Enfermedad de alzheimer

La enfermedad de Alzheimer es la forma más común de demencia en individuos mayores de 60 años. Con el incremento en la expectativa de vida de los seres humanos, la incidencia de la enfermedad de Alzheimer, cuyo principal factor de riesgo es el envejecimiento, va en aumento. La enfermedad de Alzheimer se manifiesta principalmente
por una fuerte pérdida de la memoria, disminución de la capacidad para realizar las tareas cotidianas, alteraciones del juicio, desorientación, cambios en la personalidad, dificultad
para aprender y pérdida de patrones lingüísticos.

Los síntomas se dividen en tres etapas; la primera se caracteriza por la pérdida de la memoria de corto plazo, la incapacidad de reconocer los lugares familiares y de seguir
un itinerario y desorientación en tiempo y espacio. En la segunda, hay un fuerte deterioro de todos los aspectos de la memoria, además de la pérdida del habla, movimientos
torpes y desorganizados e interrupción de la capacidad para reconocer estímulos previamente aprendidos o nuevos.

También existe un deterioro de la personalidad caracterizado por la pérdida del juicio y de la capacidad de pensamiento  abstracto y puede culminar en un estado psicótico. En
algunos casos hay la aparición de focos epilépticos. En la tercera etapa el deterioro intelectual es severo y el paciente pierde todo contacto con el mundo real, no reconoce a sus familiares y puede no reconocer su propia imagen frente al espejo. La muerte del individuo ocurre en un plazo de 6 a 12 años después de iniciada la enfermedad (Arias, 1999).

La enfermedad de Alzheimer afecta principalmente a la corteza cerebral, aunque las zonas de lesión parecen implicar selectivamente ciertas poblaciones neuronales.
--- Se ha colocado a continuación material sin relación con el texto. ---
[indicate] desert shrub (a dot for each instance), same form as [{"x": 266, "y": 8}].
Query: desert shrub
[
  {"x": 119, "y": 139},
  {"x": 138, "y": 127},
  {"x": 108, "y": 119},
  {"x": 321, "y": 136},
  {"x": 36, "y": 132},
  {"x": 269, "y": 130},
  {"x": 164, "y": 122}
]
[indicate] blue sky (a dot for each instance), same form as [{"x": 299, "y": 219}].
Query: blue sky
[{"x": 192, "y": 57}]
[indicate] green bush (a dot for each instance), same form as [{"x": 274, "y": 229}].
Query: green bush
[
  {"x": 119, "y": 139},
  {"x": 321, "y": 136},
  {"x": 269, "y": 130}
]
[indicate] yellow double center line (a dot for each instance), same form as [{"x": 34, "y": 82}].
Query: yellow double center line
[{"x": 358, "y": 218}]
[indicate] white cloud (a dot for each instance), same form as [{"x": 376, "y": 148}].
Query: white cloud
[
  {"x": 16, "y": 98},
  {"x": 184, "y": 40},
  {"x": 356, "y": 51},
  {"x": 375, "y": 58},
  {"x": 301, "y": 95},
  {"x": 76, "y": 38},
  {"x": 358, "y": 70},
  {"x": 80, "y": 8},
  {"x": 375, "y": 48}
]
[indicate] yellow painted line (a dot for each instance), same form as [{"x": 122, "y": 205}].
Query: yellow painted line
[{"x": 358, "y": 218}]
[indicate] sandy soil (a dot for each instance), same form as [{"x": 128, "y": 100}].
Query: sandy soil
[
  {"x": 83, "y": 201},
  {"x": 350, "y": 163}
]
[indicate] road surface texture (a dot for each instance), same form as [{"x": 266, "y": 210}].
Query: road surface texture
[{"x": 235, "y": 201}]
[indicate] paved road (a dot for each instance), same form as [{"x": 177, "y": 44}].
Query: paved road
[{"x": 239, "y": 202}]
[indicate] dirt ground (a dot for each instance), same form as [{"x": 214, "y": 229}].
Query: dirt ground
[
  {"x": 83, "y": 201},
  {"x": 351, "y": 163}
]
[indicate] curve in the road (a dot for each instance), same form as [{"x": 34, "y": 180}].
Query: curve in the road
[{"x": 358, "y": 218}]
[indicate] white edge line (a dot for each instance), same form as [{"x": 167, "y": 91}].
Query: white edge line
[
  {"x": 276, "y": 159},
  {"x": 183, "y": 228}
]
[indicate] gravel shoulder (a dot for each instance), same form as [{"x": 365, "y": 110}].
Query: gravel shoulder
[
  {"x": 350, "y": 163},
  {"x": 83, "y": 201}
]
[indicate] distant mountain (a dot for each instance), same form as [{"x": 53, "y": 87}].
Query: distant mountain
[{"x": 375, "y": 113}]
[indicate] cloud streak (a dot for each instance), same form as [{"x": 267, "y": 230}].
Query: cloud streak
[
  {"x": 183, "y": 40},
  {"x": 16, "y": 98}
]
En el cerebro de los pacientes aparecen dos alteraciones típicas de esta enfermedad: las placas seniles, que consisten en un conjunto de ramificaciones o brazos deformados de
las células del cerebro que rodean un núcleo de proteínas aglomeradas, y las marañas neurofibrilares, que son depósitos anormales de una proteína que se ensambla formando
filamentos helicoidales. Las marañas neurofibrilares pueden encontrarse en las mismas regiones cerebrales donde están las placas seniles.

Estas alteraciones ocurren en estructuras que están conectadas con la corteza cerebral en regiones encargadas de controlar procesos como la atención y vigilancia y el ciclo sueño-vigilia. Además de la presencia de las placas y marañas hay una pérdida neuronal masiva en las áreas del cerebro afectadas. Sin embargo, la presencia de las placas seniles y de las marañas neurofibrilares no es exclusiva de la enfermedad de Alzheimer; las marañas neurofibrilares aparecen en una variedad de neuropatologías y las placas seniles incluso están presentes en una gran proporción de ancianos sin demencia. No obstante, en éstos, las estructuras de las placas seniles parecen ser diferentes (Arias, 1999).